Prior to (and during) strategy execution, creating alignment is crucial to the realization of your strategy.

Given how often alignment breaks down, what it really takes to generate this critical element in your company is often missing and unclear.

According to the 2014 Insigniam Sentiment survey:

1. Two of the greatest challenges to strategy execution are failure to align and failure to coordinate across units.

2. Establishing (the necessary) collaboration and trust is also critical to success in a major initiative. (73% of executives surveyed said this was critical)

When your car’s tires are out of alignment it impacts the entire car and every passenger, since it doesn’t ride smoothly. This also creates uneven wear and tear on the tires.

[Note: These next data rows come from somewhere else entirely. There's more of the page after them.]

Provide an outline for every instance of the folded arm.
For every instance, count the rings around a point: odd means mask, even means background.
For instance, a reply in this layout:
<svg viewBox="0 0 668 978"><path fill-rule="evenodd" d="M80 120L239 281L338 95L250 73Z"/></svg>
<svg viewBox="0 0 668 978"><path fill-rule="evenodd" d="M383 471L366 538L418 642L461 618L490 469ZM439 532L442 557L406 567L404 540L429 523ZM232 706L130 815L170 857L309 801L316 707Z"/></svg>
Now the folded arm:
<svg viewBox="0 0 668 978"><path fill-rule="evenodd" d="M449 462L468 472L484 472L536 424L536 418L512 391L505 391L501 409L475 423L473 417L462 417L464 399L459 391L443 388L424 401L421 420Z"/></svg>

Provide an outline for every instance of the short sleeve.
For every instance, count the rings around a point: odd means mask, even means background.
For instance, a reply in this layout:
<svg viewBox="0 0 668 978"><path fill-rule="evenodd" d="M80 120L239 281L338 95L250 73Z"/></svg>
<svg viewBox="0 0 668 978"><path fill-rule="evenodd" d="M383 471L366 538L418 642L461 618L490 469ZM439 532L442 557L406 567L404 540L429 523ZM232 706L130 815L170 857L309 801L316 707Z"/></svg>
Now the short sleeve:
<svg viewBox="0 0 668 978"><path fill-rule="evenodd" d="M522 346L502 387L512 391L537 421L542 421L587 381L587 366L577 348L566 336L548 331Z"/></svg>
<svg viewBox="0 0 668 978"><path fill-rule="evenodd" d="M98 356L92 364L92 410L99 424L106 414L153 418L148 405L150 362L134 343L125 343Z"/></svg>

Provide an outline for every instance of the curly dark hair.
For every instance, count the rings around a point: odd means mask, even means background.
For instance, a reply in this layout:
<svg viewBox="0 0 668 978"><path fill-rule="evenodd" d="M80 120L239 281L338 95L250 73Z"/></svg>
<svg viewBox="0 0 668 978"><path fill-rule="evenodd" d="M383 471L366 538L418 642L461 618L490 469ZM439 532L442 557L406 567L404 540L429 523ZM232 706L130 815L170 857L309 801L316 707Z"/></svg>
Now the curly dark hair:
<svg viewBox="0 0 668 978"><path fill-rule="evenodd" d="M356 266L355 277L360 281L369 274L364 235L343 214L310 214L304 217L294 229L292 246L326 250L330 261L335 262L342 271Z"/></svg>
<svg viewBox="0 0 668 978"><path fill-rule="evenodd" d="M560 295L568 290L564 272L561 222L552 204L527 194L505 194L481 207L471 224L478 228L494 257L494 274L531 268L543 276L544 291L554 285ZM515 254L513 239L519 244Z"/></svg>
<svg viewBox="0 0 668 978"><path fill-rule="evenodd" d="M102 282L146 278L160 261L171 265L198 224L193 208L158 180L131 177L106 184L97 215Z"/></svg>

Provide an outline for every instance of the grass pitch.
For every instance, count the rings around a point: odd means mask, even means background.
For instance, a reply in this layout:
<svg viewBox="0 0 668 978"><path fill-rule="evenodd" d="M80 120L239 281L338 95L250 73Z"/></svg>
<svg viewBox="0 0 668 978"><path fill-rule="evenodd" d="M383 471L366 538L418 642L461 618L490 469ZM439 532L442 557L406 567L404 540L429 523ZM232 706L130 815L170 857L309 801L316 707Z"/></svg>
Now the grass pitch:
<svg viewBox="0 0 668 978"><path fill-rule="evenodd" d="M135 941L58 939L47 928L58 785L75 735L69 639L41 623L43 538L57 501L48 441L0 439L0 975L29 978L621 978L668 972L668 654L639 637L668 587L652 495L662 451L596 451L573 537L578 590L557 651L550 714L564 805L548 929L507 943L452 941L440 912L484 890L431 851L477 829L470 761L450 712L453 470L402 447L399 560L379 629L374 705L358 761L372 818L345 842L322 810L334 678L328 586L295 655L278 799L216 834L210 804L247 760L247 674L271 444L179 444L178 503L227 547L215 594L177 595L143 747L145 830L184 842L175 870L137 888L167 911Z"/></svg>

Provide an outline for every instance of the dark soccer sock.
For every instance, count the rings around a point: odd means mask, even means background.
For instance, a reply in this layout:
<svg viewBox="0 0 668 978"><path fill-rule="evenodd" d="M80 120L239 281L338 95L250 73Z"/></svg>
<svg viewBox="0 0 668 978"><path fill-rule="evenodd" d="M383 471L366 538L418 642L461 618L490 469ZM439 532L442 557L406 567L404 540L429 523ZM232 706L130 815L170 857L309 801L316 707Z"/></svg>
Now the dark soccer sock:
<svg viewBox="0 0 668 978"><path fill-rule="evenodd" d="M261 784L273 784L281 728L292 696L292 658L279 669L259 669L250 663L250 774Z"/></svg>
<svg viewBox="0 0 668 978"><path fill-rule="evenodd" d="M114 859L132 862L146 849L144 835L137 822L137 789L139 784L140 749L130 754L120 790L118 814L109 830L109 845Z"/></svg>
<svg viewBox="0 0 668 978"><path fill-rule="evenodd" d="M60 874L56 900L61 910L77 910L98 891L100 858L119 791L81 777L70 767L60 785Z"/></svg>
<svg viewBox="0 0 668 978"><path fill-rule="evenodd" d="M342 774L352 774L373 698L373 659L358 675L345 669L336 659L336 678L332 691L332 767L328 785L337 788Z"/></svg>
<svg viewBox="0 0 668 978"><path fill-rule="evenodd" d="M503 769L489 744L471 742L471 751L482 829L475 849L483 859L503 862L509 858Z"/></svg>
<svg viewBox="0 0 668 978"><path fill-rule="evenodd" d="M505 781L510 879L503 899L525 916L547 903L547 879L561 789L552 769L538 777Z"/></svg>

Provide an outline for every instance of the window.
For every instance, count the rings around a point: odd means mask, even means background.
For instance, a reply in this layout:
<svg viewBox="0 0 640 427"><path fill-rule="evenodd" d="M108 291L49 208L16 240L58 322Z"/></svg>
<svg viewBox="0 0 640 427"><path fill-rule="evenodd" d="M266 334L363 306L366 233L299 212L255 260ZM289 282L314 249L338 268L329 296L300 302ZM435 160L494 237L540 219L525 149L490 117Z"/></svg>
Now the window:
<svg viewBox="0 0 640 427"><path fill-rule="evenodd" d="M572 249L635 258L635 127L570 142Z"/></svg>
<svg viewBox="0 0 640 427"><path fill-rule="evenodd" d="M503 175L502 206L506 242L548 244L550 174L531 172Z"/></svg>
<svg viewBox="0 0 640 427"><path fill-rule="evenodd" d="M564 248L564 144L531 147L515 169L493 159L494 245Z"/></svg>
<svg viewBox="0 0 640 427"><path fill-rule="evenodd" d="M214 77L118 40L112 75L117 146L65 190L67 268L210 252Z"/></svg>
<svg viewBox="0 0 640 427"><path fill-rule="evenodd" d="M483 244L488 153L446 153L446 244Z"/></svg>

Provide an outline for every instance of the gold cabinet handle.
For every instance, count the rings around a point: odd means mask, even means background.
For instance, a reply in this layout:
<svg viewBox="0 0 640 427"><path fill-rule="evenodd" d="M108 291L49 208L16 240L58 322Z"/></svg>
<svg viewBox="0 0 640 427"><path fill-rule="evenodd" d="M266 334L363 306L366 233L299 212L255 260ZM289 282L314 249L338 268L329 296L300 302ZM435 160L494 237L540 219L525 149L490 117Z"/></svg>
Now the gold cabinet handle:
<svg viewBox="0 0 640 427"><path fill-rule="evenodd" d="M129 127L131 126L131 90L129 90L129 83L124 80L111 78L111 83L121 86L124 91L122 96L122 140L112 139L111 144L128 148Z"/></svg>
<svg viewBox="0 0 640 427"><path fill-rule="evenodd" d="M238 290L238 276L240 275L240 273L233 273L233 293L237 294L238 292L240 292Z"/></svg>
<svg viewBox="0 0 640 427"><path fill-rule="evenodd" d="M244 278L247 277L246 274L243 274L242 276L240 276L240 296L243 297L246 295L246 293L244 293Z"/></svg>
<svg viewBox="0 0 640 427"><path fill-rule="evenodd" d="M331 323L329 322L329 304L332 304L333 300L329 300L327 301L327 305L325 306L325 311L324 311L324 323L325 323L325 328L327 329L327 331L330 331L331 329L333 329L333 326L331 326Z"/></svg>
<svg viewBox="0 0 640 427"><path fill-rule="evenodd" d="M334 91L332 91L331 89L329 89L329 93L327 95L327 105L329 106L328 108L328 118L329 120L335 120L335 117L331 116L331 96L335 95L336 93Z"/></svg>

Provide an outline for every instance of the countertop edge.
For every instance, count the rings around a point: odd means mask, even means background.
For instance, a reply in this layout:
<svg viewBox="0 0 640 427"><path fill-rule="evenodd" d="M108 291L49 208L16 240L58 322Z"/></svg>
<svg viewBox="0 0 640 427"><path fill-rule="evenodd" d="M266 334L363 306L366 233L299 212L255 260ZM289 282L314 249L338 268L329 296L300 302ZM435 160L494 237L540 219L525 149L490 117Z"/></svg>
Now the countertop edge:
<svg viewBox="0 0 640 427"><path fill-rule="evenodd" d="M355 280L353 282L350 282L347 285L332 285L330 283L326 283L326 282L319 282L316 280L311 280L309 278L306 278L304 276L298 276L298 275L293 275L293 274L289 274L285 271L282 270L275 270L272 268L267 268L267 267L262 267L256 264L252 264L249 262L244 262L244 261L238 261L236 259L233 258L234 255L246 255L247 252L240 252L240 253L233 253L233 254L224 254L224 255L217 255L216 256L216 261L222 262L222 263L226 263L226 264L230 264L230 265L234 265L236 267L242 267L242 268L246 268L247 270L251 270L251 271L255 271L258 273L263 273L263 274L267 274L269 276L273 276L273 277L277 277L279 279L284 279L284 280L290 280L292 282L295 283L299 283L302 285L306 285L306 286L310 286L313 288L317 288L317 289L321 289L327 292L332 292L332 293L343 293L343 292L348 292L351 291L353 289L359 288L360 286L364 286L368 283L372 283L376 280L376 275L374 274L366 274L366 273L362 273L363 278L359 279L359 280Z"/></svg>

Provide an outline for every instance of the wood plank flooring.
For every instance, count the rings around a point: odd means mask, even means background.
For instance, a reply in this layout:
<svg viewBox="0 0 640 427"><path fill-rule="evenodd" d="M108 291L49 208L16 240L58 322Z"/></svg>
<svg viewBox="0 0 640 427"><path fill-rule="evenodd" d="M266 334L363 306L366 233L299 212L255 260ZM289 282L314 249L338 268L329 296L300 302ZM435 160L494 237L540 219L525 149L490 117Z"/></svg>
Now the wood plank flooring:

Likewise, when people are not aligned with the vision and strategy, and when the various constituencies are not aligned with each other; there is lots of wear and tear on everyone working to execute. And, like the car, the work doesn’t move forward smoothly.

Enrollment vs. buy-in is key for successful strategy execution

Generating real alignment, takes a unique kind of communication called enrollment.

This is different from buy-in. Buy-in is often approached from the perspective of “getting people” to take on something new which they don’t own.

The orientation during enrollment is around people participating, collaborating, and owning the vision and strategy. The net result is a much smoother pathway for execution with increased collaboration and trust.

Five Stages of building alignment

This enrollment approach to establishing alignment for execution is generated through five stages of conversation:

Stage 1:

Establish an authentic sense of relationship amongst those working together, centered on a mutual understanding of commitments.

Stage 2:

Communicate a new possibility that truly touches people, and which ideally they collaborate on, or can otherwise see as their own.

Stage 3:

Initiate those key conversations in which the actual pathway to the realization of the opportunity gets fleshed out together. (The who, what, when, where, and how of it.)

Stage 4:

Have action conversations in which people commit to what their role and results will be and by when.

Stage 5:

Generate conversations for completion, feedback and acknowledgement.

These dialogues are not done simply one at a time, but overlap and go on throughout the whole strategy execution.

When they are all done, without skipping any of them, you will be well on your way to building the kind of alignment needed for powerful execution, and a culture of collaboration and trust.

Want more on the power of enrollment? In our next blog series we will highlight each one of these stages of conversation in more detail.

Takeaway for you: Where is one of the stages of enrollment missing from a strategy execution you are involved with? What conversation can you begin to introduce?